O. C. Marsh's restoration in tripod-pose

Early paleontologists modelled the body of this small, bipedal, herbivorous dinosaur in various ways. In 1882 Hulke suggested that Hypsilophodon was quadrupedal but also, in view of its grasping hand, able to climb rocks and trees in order to seek shelter. In 1912 this line of thought was further pursued by Austrian paleontologist Othenio Abel. Concluding that the first toe of the foot could function as an opposable hallux, Abel stated that Hypsilophodon was a fully arboreal animal and even that an arboreal lifestyle was primitive for the dinosaurs as a whole. Though this hypothesis was doubted by Nopcsa, it was adopted by the Danish researcher Gerhard Heilmann who in 1916 proposed that a quadrupedal Hypsilophodon lived like the modern tree-kangaroo Dendrolagus. In 1926 Heilmann had again changed his mind, denying that the first toe was opposable because the first metatarsal was firmly connected to the second, but in 1927 Abel refused to accept this. In this he was in 1936 supported by Swinton who claimed that even a forward pointing first metatarsal might carry a movable toe. As Swinton was a very influential populariser of dinosaurs, this remained the accepted view for over three decades, most books typically illustrating Hypsilophodon sitting on a tree branch. However, Peter M. Galton in 1969 performed a more accurate analysis of the musculo-skeletal structure, showing that the body posture was horizontal. In 1971 Galton in detail refuted Abel's arguments, showing that the first toe had been incorrectly reconstructed and that neither the curvature of the claws, nor the level of mobility of the shoulder girdle or the tail could be seen as adaptations for climbing, concluding that Hypsilophodon was a bipedal running form. This convinced the paleontological community that Hypsilophodon remained firmly on the ground.

Of the habitat of Hyspilophodon little is known. Besides the remains of Hypsilophodon itself, the vertebrate fossil fauna of the Hyspilophodon Bed is limited to some scutes from a crocodylomorph and a turtle.

The level of parental care in this dinosaur has not been defined, nests not having been found, although neatly-arranged nests are known from related species, suggesting that some care was taken before hatching.
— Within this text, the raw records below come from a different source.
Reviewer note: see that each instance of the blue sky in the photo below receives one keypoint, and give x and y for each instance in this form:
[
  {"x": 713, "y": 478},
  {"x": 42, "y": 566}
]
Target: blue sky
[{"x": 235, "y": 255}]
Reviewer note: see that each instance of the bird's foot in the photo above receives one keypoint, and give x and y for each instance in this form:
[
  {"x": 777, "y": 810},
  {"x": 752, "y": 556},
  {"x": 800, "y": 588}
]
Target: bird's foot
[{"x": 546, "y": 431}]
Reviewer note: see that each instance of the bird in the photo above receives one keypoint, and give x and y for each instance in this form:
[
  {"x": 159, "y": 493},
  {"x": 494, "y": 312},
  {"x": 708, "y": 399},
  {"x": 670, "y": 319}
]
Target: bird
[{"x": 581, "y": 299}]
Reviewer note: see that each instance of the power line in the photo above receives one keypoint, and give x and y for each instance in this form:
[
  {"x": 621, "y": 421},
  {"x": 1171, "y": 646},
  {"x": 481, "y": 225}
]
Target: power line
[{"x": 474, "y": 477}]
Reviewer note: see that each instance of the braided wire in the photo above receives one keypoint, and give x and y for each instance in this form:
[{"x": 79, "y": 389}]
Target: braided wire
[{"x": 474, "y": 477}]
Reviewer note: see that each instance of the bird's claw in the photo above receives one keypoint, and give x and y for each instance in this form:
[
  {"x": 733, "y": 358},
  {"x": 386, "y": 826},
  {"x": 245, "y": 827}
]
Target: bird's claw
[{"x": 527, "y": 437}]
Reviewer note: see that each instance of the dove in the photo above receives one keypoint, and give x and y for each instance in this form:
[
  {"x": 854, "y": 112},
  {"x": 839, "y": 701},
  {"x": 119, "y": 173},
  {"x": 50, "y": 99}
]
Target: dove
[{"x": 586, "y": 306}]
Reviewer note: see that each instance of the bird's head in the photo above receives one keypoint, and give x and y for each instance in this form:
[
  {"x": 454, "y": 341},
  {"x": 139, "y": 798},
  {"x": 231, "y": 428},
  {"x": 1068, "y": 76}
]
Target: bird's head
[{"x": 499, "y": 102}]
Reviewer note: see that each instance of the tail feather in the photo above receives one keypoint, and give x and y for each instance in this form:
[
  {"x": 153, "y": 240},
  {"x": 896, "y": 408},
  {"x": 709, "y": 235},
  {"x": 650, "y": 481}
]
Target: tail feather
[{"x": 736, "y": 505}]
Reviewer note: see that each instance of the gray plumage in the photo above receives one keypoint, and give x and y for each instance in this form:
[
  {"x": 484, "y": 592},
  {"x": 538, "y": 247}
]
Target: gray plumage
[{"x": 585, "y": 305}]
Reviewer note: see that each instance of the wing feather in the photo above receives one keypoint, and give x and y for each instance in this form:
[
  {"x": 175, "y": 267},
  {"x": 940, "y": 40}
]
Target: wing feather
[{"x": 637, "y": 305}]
Though the Hypsilophodon fossils were not part of a single herd, the bones gradually having been accumulated, it has often been considered likely that the animals moved in large groups. For these reasons, the hypsilophodonts, particularly Hypsilophodon, have often been referred to as the "deer of the Mesozoic". Some indications about the reproductive habits are provided by the possibility of sexual dimorphism: Galton considered it likely that exemplars with five instead of six sacral vertebrae — with some specimens the vertebra that should normally count as the first of the sacrum has a rib not touching the pelvis — represented female individuals.